A dimensão transreligiosa da espiritualidade não é algo que vem se somar à substância ou ao estrato fundamental da fé. Para cristãos e cristãs, ela é dimensão constitutiva de uma fé que nos leva a testemunhar a presença divina no outro. Ela é crística, isso é, revive o modo de ser de Jesus, retoma a abertura de Jesus com pessoas de outras culturas e religiões.

O rabino norte-americano Abraham Heschel, um dos maiores pensadores judaicos do século XX, expressa esta realidade quando escreve: "É o sentido do sublime que devemos considerar como a raiz das atividades criativas do ser humano nas artes, no pensamento e na nobreza da vida. A tentativa de comunicar o que vemos e não conseguimos dizer é o eterno tema da sinfonia inacabada da humanidade. Uma pessoa sensível sabe que o intrínseco, o mais essencial, nunca é expresso" [7].

Notas

[1] VIGIL, José Maria, TOMITA, Luiza e BARROS, Marcelo, Pelos muitos caminhos de Deus, Goiás (Rede da Paz, 2002); Espiritualidade e pluralismo (Loyola, 2003); Pluralismo e libertação, teologia latino-americana pluralista da libertação (Paulinas, 2005); Teologia pluralista libertadora intercontinental (Paulinas, 2007); Para uma teologia planetária (Paulinas, 2009). Em espanhol, os cinco volumes foram publicados sob o mesmo nome: Por los muchos caminhos de Dios, Abya Yala, Quito.

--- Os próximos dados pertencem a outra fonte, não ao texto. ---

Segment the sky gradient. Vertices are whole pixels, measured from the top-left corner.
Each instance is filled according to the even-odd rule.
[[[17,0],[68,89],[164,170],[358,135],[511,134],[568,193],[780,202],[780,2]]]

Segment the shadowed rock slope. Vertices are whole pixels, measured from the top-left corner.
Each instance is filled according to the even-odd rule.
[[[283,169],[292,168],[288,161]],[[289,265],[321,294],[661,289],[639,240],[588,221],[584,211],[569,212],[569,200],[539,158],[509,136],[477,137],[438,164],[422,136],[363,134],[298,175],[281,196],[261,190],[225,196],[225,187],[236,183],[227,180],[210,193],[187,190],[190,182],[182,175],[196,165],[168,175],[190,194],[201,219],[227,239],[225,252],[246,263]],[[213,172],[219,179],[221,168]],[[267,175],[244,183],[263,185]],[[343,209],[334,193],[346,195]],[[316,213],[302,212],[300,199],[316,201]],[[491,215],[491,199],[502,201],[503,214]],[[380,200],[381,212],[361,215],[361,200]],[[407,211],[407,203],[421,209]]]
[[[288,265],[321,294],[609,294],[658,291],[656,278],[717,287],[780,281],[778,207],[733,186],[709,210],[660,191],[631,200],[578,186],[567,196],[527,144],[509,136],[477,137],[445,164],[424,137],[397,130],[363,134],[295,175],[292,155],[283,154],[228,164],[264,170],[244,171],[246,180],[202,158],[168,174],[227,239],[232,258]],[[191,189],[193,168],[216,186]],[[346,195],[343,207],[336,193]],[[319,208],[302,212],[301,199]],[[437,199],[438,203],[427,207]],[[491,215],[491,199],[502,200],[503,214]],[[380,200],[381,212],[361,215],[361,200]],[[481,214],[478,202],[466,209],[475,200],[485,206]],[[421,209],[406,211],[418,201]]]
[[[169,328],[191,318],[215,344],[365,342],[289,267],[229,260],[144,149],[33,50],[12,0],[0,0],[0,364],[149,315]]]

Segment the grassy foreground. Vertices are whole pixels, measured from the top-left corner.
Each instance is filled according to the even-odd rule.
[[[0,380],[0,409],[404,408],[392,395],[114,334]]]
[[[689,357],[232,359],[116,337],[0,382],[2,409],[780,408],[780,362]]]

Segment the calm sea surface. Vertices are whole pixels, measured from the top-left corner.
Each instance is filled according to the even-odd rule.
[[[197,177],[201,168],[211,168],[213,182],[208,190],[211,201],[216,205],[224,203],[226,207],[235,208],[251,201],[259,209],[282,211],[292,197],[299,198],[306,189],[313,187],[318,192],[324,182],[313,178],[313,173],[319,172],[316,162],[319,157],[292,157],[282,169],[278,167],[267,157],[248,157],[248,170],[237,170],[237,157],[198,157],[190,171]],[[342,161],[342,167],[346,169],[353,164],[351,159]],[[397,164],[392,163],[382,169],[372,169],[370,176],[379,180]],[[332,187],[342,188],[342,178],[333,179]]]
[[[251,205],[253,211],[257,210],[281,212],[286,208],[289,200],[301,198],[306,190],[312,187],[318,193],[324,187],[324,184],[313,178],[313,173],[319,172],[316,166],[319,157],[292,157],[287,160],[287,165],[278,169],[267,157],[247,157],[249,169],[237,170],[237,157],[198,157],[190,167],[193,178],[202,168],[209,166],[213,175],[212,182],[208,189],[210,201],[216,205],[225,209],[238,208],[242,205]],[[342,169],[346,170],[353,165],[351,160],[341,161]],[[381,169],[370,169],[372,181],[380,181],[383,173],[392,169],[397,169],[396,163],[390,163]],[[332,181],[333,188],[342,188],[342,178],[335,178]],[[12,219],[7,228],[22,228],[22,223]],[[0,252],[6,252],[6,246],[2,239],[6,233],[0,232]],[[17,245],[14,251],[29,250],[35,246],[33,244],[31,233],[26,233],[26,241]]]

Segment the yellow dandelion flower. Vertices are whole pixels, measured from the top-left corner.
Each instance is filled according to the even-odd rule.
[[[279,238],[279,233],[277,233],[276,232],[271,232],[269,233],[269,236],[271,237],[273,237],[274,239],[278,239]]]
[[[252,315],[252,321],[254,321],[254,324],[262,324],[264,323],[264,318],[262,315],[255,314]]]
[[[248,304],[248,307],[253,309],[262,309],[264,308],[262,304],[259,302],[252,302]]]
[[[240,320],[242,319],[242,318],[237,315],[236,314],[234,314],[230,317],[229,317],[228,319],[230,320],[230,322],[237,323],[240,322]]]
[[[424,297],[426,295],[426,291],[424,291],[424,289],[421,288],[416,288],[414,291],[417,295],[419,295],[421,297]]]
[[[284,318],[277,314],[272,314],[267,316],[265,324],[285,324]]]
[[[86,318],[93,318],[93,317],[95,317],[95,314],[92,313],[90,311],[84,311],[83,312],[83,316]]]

[2] TEIXEIRA, Faustino (org.). No limiar do Mistério. Mística e Religião. São Paulo: Paulinas, 2004.

[3] RIBEIRO, Claudio de Oliveira. O princípio pluralista. São Paulo: Loyola, 2020.

[4] PANIKKAR, Raimon. Il dialogo intrareligioso, Assisi: Cittadella, 1988, p. 60.

[5] SOARES, Afonso M. L. Interfaces da revelação: pressupostos para uma teologia do sincretismo religioso no brasil. São Paulo: Paulus, 2003.

[6] BOFF, Leonardo. Igreja, carisma e poder. Petrópolis: Vozes, 1981. A mais recente reedição 2022, p. 179-180.

[7] HESCHEL, Abraham. O homem não está só, São Paulo, Paulinas, 1974, p. 16.